Complete Information On Ectopic Pregnancy With Treatment And Prevention
An ectopic pregnancy is an irregular pregnancy that occurs outside the uterus. Most ectopic pregnancies happen in the fallopian pipe, but implantation can too happen in the cervix, ovaries, and stomach. The causes of ectopic pregnancy are unidentified. There are some speculative specific causes or associations. Smoking, advanced maternal age and prior tubal damage of any origin are well known risk factors for ectopic pregnancy. Ectopic pregnancy occasionally occurs in women who have had a hysterectomy. Rather than implanting in the absent uterus, the fetus implants in the abdomen, and must be delivered via caesarean section. Patients are at higher risk for ectopic pregnancy with advancing age. Vaginal douching is thought by some to increase ectopic pregnancies; this is speculative. Women exposed to diethylstilbestrol in utero also have an elevated risk of ectopic pregnancy, up to 3 times the risk of unexposed women.

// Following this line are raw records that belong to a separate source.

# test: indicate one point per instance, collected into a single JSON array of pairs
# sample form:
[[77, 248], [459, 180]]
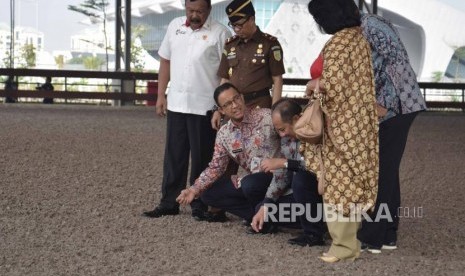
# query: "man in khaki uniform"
[[252, 60]]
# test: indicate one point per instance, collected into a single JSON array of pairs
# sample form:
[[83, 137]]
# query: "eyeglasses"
[[238, 25], [236, 99], [199, 12]]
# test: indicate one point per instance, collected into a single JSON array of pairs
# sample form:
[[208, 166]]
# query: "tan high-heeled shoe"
[[325, 257]]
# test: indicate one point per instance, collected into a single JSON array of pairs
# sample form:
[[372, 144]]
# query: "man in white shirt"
[[190, 55]]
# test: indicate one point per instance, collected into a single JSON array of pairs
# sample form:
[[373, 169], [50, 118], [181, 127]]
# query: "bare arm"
[[277, 88], [163, 80]]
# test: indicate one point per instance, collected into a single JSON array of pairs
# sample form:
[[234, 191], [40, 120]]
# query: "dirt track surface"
[[74, 181]]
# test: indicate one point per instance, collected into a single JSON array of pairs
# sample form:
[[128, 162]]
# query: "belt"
[[257, 94]]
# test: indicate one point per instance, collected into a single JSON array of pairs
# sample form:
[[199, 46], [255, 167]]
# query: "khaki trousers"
[[343, 231]]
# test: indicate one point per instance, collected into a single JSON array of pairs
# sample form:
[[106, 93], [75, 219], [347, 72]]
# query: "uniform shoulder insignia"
[[231, 39], [270, 37]]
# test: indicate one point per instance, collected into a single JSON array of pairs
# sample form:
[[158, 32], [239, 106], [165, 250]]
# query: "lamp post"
[[12, 33]]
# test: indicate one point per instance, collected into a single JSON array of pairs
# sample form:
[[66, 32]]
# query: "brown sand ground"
[[74, 181]]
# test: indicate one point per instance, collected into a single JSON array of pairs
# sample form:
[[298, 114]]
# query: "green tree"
[[93, 63], [437, 76], [137, 61], [28, 55], [60, 61], [96, 11]]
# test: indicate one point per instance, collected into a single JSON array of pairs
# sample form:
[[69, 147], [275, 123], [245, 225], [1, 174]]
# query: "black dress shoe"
[[199, 214], [216, 216], [268, 228], [307, 240], [161, 211]]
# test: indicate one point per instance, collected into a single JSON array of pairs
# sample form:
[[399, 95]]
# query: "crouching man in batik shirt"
[[247, 138]]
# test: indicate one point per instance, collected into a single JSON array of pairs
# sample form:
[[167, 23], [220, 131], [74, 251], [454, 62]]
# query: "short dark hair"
[[209, 2], [220, 89], [334, 15], [287, 108]]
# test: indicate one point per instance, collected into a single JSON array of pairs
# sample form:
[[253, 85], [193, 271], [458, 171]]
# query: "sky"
[[53, 18]]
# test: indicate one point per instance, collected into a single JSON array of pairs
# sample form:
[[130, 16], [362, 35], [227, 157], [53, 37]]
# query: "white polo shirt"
[[194, 60]]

In a normal ectopic pregnancy, the embryo does not hit the womb, but instead adheres to the lining of the Fallopian pipe. The implanted embryo burrows actively into the tubal lining. Most usually this invades vessels and will induce bleeding. This bleeding expels the implantation out of the tubal end as a tubal abortion. Many factors are known to increase the risk of having an ectopic pregnancy. Taking hormones, specifically estrogen and progesterone, can slow the normal movement of the fertilized egg through the tubes and lead to ectopic pregnancy. Most women who have had one ectopic pregnancy are later able to have a normal pregnancy. A repeated ectopic pregnancy may occur in 10 – 20% of cases. Women who have in vitro fertilization or who have an intrauterine device using progesterone also have an increased risk of ectopic pregnancy.
Early symptoms are either missing or delicate. Some women thinking they are having an abortion are really having a tubal miscarriage. There is no inflammation of the pipe in ectopic pregnancy. Patients with a late ectopic pregnancy typically experience pain and bleeding. This bleeding will be both vaginal and internal and has two discrete pathophysiologic mechanisms. The pain is caused by prostaglandins released at the implantation site, and by free blood in the peritoneal cavity, which is locally irritant. Sometimes the bleeding might be heavy enough to threaten the health or life of the woman. Later presentations are more common in communities deprived of modern diagnostic ability. An ectopic pregnancy is usually a failing pregnancy and falling levels of progesterone from the corpus luteum on the ovary cause withdrawal bleeding.
An ectopic pregnancy has to be suspected in any woman with lower abdominal pain or unique hemorrhage who is or might be sexually involved and whose pregnancy examination is constructive. If left untreated, about half of ectopic pregnancies will resolve without treatment. These are the tubal abortions. Early treatment of an ectopic pregnancy with the antimetabolite methotrexate has proven to be a viable alternative to surgical treatment. The advent of methotrexate treatment for ectopic pregnancy has reduced the need for surgery, however, surgical intervention is still required in cases where the fallopian tube has ruptured or is in danger of doing so. Surgeons use laparoscopy or laparotomy to gain access to the pelvis and can either incise the affected Fallopian and remove only the pregnancy or remove the affected tube with the pregnancy.